The original Abstractive QA app transforms questions into embeddings using a separate retriever. Next, it executes a search query to find the top_k candidates. Now, as the following SQL statement shows, with MyScale’s embedding function, these steps are merged into a single SQL command.
SELECT summary,
distance(
summary_feature,
CohereEmbedText('what is the difference between bitcoin and traditional money?')
) AS dist
FROM default.myscale_llm_bitcoin_qa
WHERE article_rank < 500
ORDER BY dist LIMIT 10
This SQL statement uses a custom embedding function—CohereEmbedText
—created with Cohere's embed-english-light-v3.0 model (opens new window)—defined in the following code snippet.
CREATE FUNCTION CohereEmbedText ON CLUSTER '{cluster}'
AS (x) -> EmbedText(
x,
'Cohere',
'',
'YOUR_COHERE_API_KEY',
'{"model":"embed-english-light-v3.0", "input_type":"search_query"}')

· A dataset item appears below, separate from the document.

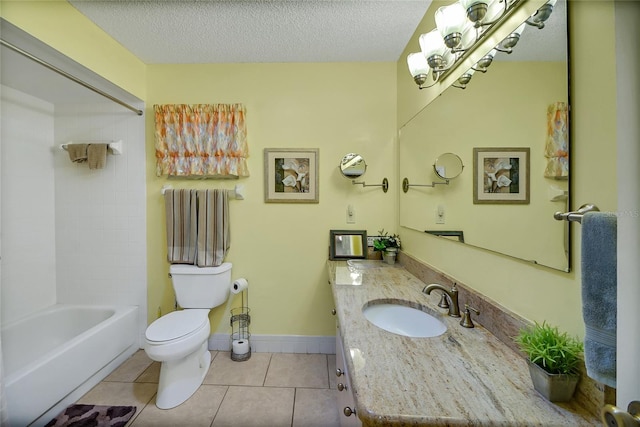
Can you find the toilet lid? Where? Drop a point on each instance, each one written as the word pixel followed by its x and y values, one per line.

To further streamline the process, we introduce a custom reranking function as outlined in the function documentation (opens new window):
CREATE FUNCTION CohereRerank ON CLUSTER '{cluster}'
AS (x,y,z) -> Rerank(
x, y, z, 'Cohere', '', 'YOUR_COHERE_API_KEY', '');
With these functions in place, we can now implement the two-stage retrieval system using the following SQL statement:
SELECT
tupleElement(arrayElement, 2) AS summary,
tupleElement(arrayElement, 3) AS score
FROM (
SELECT arrayJoin(CohereRerank('what is the difference between bitcoin and traditional money?',
(SELECT groupArray(summary)
FROM (
SELECT summary, distance(summary_feature, CohereEmbedText('what is the difference between bitcoin and traditional money?')) as dist
FROM default.myscale_llm_bitcoin_qa
WHERE article_rank < 500
ORDER BY dist
LIMIT 50
)
), 10
)) AS arrayElement
)
This SQL statement comprises the following steps to implement our two-stage retrieval system:
- Expand the search results from 10 to 50 to avoid missing relevant information;
- Group the top 50 candidates into an array—for reranking—using groupArray (opens new window);
- Reorder these candidates based on relevance with the
CohereRerank
function, extracting the top 10 most pertinent summaries; and finally - Use arrayJoin (opens new window) (for unfolding result set into multiple rows) and tupleElement (opens new window) (for extracting specified column from the result rows) to structure the results to improve user presentation.
# Conclusion
In summary, MyScale's two-stage retrieval system exemplifies the power of simplicity and efficiency in modern search technology. It demonstrates that even sophisticated processes like vector search combined with advanced reranking functions can be seamlessly executed with a single, straightforward SQL query. This approach not only makes complex retrieval processes accessible to a broader array of users but also highlights MyScale’s commitment to providing powerful—yet user-friendly—data search and analysis tools.